The waitress returned with their beers and Harper took a sip.

“Well, we are fake dating, so I should know some things about you. Like, when’s your birthday? Where did you go to school? What was it like growing up without parents? Why are you the way you are?”

Harper laughed. “That’s a lot of questions.” She snagged his beer and sampled it before sliding it back across the table.

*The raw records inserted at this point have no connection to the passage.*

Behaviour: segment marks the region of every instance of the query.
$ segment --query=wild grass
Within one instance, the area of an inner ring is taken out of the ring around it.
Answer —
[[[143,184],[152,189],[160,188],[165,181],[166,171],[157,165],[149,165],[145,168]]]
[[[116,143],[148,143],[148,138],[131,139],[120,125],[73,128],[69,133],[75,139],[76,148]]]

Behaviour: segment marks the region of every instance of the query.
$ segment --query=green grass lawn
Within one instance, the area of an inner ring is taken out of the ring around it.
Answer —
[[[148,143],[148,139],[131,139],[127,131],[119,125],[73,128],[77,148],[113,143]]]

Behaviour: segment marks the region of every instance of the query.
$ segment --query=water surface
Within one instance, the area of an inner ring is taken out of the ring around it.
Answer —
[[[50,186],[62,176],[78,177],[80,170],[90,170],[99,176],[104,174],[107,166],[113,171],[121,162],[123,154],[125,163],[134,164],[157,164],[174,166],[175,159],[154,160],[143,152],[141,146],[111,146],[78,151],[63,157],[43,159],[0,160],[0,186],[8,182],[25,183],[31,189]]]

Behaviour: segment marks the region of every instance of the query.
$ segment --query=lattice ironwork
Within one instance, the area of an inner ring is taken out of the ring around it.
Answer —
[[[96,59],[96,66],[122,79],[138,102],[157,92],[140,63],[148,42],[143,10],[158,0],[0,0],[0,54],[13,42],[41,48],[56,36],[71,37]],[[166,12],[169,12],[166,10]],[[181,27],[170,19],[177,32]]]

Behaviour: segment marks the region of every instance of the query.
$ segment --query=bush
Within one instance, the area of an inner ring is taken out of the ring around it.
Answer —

Luke spun the glass around before picking it up, tasting. Harper wondered if he purposely drank from the same spot she did. “I find you interesting.”

“That sounds like it’s not really a compliment.”

“I also find you smart, beautiful, funny, and brave. But I can’t figure you out. How does someone who goes through everything you’ve gone through walk around with a permanent smile on her face?”

“You mean because of my parents?”

“Your parents, the fire, your idiot of an ex. Your resiliency is impressive. How does that happen?”

“It’s not really impressive when there isn’t another option. What am I supposed to do, be all ‘woe is me’ for the rest of my life? I still get access to the same sunrises everyone else does, the same 24 hours in a day. And if I don’t take advantage of those things, it’s my own fault.”

“So the world is too big and beautiful to be sad?” He was teasing her.

“I can still be sad. But I don’t have to wallow or completely ignore the good that is still waiting for me. That’s careless and wasteful.”

Luke was silent for a moment, twisting his glass on the tabletop.

“Also, since you asked, my birthday is March 3. I went to University of Maryland and got a bachelor’s in business. I’m halfway through my MBA online. And growing up without parents was hard. Every holiday, every birthday, graduation, you’re always acutely aware that you’re missing something. Someone.”

Luke nodded. “Favorite color?”

“Red. But not a maroon or pinky red. Blood red. Do I get to ask you questions?”

Luke shook his head. “Let’s focus on you.”

“Nice try. What was it like growing up with parents? And having a brother and sister?”

“Chaos. You’ve been to Sunday dinner.”

Harper tossed her napkin at him. “I’m serious!”

“So am I.” But he relented. “I don’t know. Sometimes you wished that you could just be alone and other times you’re grateful to have them all over you. We’re close. Sometimes too close. But I grew up with my dad at every football game. I sat through all of Sophie’s dance recitals. James and I spent every summer barefoot and playing in the creek from dawn to dusk. Mom forced us to sit down at the table every night. Sometimes it was 4:30 and sometimes we didn’t eat until 9, but we were all there together.”

Harper smiled. “That sounds how I always imagined it.”

“Didn’t you ever live with other kids?”

“Sure, but it’s just different. You’re only there temporarily. Some of the homes had a ton of kids, so there wasn’t enough time to pay attention to us all. Others had biological or adopted kids who were in established routines and activities and that took precedence. Most of the time, I was just lost in the shuffle.”

“And you wanted more.”

Harper nodded. She had desperately wanted more. Still did.